Path 2: AI-powered abundance economy
When handled correctly:
- AI drastically reduces production costs
- For essential goods, marginal costs approach zero.
- Humans tend towards creative, relationship-oriented, and exploratory work.
- A universal basic income or similar mechanisms stabilize consumption.
The paradox:
Artificial intelligence could either cause the middle class to collapse or eliminate the scarcity itself.
4. What history teaches
Every major technological upheaval:
- Destroying jobs
- Create new classes/categories
- Stabilization takes approximately 20–40 years.
What's the difference now?
AI does not replace muscles.
It replaces:
- Analysis
- Letter
- encoding
- Legal argumentation
- Diagnostics
- Design
It affects all sectors simultaneously. There is no "safe industry".
5. What actually happens to the people?
Three psychological changes:
A. Identity crisis
For 200 years, the following has been true: Identity = Profession.
Giving up one's profession → Giving up one's self-definition.
This is not an economic question. This is an existential question.
B. Competence polarization
You will see:
- Elite AI conductors
- Low-paid physical labor
- A hollowed-out center
Unless the education systems adapt radically.
C. Meaning becomes the new currency
In a world of automated production:
- Human authenticity is becoming increasingly rare
- Live experiences are gaining in value
- Storytelling, philosophy, and community building are more important
Ironically, the more synthetic the world becomes, the more we yearn for humanity.

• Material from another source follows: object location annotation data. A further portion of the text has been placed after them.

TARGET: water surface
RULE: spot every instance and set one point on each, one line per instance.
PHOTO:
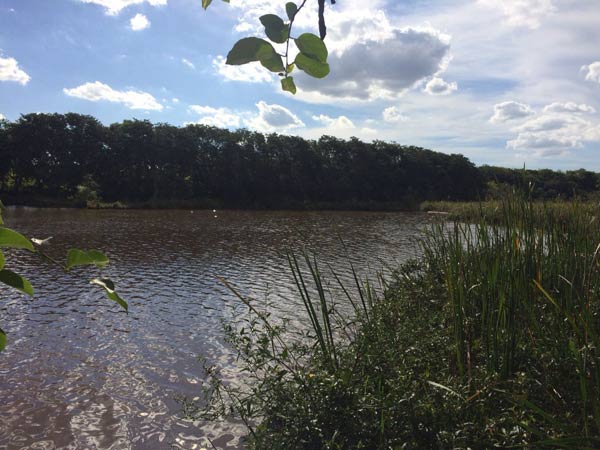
(79, 373)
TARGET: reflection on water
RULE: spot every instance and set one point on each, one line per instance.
(78, 373)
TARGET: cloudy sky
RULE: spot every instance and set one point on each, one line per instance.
(508, 83)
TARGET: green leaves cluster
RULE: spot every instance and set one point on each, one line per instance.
(312, 51)
(14, 240)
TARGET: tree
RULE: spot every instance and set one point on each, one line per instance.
(311, 54)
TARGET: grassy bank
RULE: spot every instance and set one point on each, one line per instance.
(491, 340)
(493, 210)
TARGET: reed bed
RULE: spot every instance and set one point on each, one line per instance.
(490, 340)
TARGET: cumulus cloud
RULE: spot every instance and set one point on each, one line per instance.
(139, 22)
(274, 118)
(10, 71)
(188, 63)
(251, 73)
(393, 115)
(569, 107)
(511, 110)
(216, 117)
(341, 122)
(114, 7)
(268, 119)
(559, 128)
(522, 13)
(592, 71)
(437, 86)
(383, 69)
(98, 91)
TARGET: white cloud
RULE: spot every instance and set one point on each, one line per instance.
(251, 73)
(569, 107)
(139, 22)
(216, 117)
(393, 115)
(341, 122)
(511, 110)
(10, 71)
(188, 63)
(114, 7)
(592, 71)
(270, 118)
(437, 86)
(97, 91)
(556, 130)
(384, 68)
(274, 118)
(522, 13)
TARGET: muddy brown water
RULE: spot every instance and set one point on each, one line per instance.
(80, 374)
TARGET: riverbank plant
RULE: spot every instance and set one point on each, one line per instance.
(490, 340)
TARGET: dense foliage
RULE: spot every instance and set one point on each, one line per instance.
(74, 159)
(72, 156)
(489, 341)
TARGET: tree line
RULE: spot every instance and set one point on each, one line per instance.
(71, 157)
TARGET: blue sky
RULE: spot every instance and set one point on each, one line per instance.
(505, 83)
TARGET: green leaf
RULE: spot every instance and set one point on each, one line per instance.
(274, 63)
(76, 257)
(311, 66)
(291, 9)
(12, 239)
(109, 288)
(2, 340)
(275, 28)
(287, 84)
(312, 46)
(16, 281)
(248, 50)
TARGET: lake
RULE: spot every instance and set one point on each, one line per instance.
(79, 373)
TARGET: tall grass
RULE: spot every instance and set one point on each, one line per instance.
(524, 294)
(490, 340)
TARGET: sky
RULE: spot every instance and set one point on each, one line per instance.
(511, 83)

6. The most likely scenario (short term)
No apocalypse. No utopia. Instead:
- 10–20% job losses within a decade
- Massive restructuring of workplaces
- Wage compression in cognitive fields
- AI as a productivity multiplier for some
- Persistent instability in others
The middle class will shrink if no structural reforms are implemented.
7. The real risk is not unemployment.
It's about speed. When changes happen faster than institutions can adapt:
- Burden on pension systems
- The tax base is dwindling
- Political extremism is on the rise.
- The cultural divide is deepening.
Speed is the destabilizer.
8. What smart people are doing now
- Learn to orchestrate AI, not compete with it.

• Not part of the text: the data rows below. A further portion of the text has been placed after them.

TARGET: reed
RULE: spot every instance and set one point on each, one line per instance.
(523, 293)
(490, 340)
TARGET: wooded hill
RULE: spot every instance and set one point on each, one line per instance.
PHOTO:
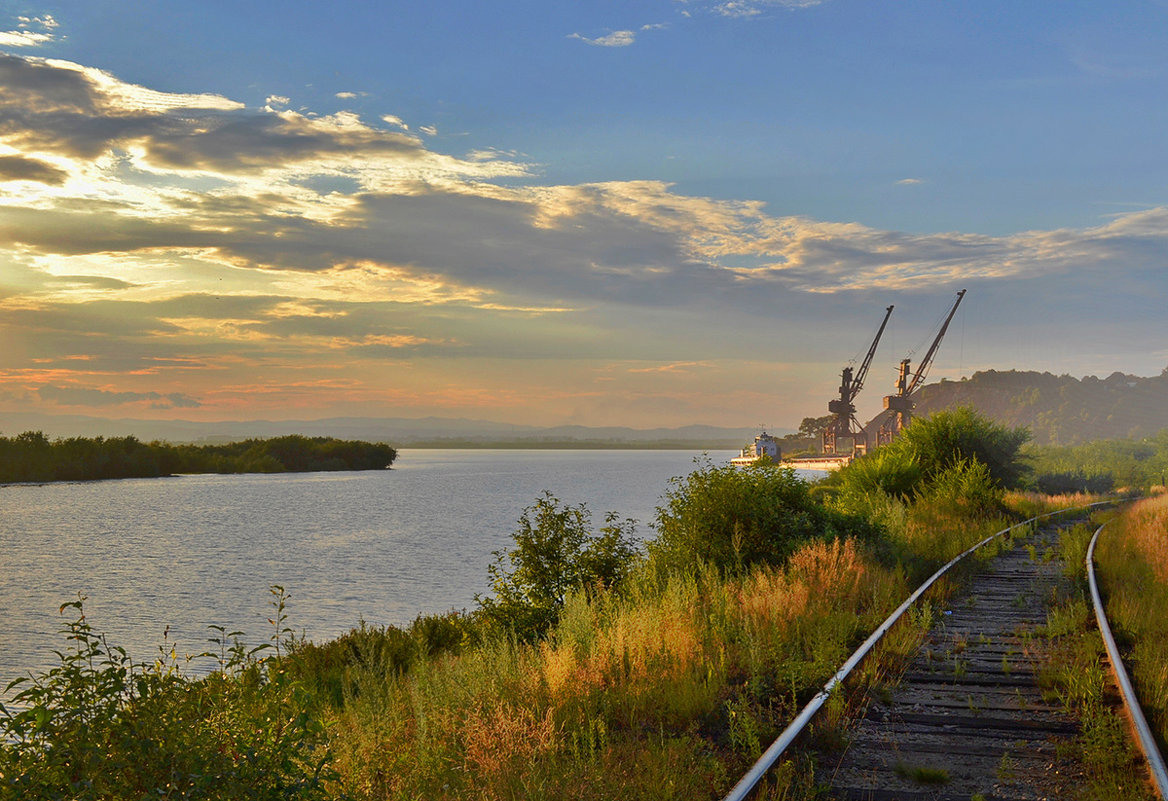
(1058, 410)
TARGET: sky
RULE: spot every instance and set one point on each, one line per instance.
(646, 214)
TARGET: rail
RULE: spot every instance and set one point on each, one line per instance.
(748, 784)
(1144, 732)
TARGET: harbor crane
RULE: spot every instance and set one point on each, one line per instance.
(843, 436)
(901, 404)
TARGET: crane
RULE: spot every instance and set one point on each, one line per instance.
(839, 436)
(901, 404)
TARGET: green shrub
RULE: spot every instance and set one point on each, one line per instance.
(555, 552)
(944, 439)
(731, 517)
(101, 726)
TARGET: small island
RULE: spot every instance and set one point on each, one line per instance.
(32, 457)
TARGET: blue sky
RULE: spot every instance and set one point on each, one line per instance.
(645, 214)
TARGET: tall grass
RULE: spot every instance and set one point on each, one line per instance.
(666, 690)
(1132, 564)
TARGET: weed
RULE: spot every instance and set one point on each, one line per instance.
(922, 774)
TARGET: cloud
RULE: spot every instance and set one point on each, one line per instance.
(21, 168)
(616, 39)
(82, 396)
(197, 232)
(749, 8)
(30, 32)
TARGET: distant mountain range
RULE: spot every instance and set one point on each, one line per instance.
(1058, 410)
(400, 432)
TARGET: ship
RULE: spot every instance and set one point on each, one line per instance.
(764, 447)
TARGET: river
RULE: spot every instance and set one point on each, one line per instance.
(186, 552)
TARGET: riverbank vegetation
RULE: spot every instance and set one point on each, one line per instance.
(1132, 566)
(34, 457)
(597, 668)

- Develop systems thinking
- Cultivate exclusively human qualities: leadership, taste, judgment.
- If possible, own shares in the AI infrastructure.
- Remain flexible both physically and geographically.

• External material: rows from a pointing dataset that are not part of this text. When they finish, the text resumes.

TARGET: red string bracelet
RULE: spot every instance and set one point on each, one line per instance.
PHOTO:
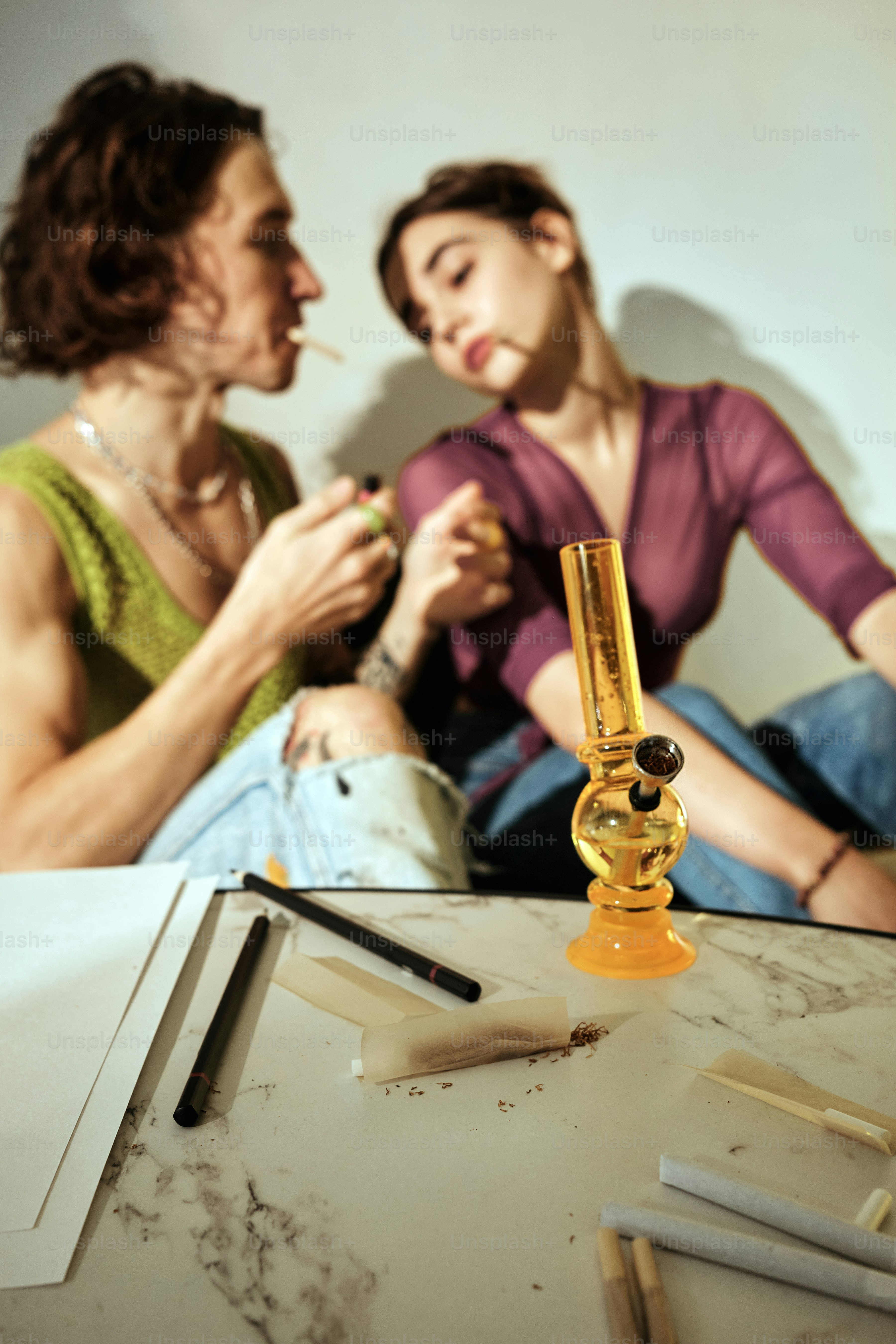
(843, 843)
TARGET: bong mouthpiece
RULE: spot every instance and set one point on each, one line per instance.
(656, 760)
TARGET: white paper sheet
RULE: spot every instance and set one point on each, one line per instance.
(73, 947)
(41, 1254)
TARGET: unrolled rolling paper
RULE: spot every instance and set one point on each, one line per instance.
(757, 1256)
(477, 1035)
(778, 1212)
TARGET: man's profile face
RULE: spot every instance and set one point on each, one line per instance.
(246, 285)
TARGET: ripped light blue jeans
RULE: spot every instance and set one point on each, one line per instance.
(847, 733)
(385, 820)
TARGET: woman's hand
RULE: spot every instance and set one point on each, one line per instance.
(314, 570)
(454, 566)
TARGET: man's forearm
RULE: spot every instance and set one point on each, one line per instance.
(111, 795)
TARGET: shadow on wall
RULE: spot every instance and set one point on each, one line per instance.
(686, 343)
(765, 646)
(416, 402)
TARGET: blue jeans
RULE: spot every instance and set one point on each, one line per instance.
(847, 733)
(385, 820)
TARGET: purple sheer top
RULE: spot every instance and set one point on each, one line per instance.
(711, 460)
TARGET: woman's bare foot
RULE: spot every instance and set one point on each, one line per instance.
(344, 721)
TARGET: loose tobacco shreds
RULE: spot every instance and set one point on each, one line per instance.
(586, 1034)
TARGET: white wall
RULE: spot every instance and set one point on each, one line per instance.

Artificial intelligence will not replace humans. But people who use AI will replace people who do not.
AI is simply the next compression wave. The question is not:
Will the workforce be reduced?
The question is:
Will we redesign the social contract quickly enough?
Because if we don't do that, the economic calculations will be incorrect.
And systems that are not in balance eventually collapse…

(via Alex Proyas)

"Dravens Tales from the Crypt" has been enchanting for over 15 years with a tasteless mixture of humor, serious journalism - for current events and unbalanced reporting in the press politics - and zombies, garnished with lots of art, entertainment and punk rock. Draven has turned his hobby into a popular brand that cannot be classified.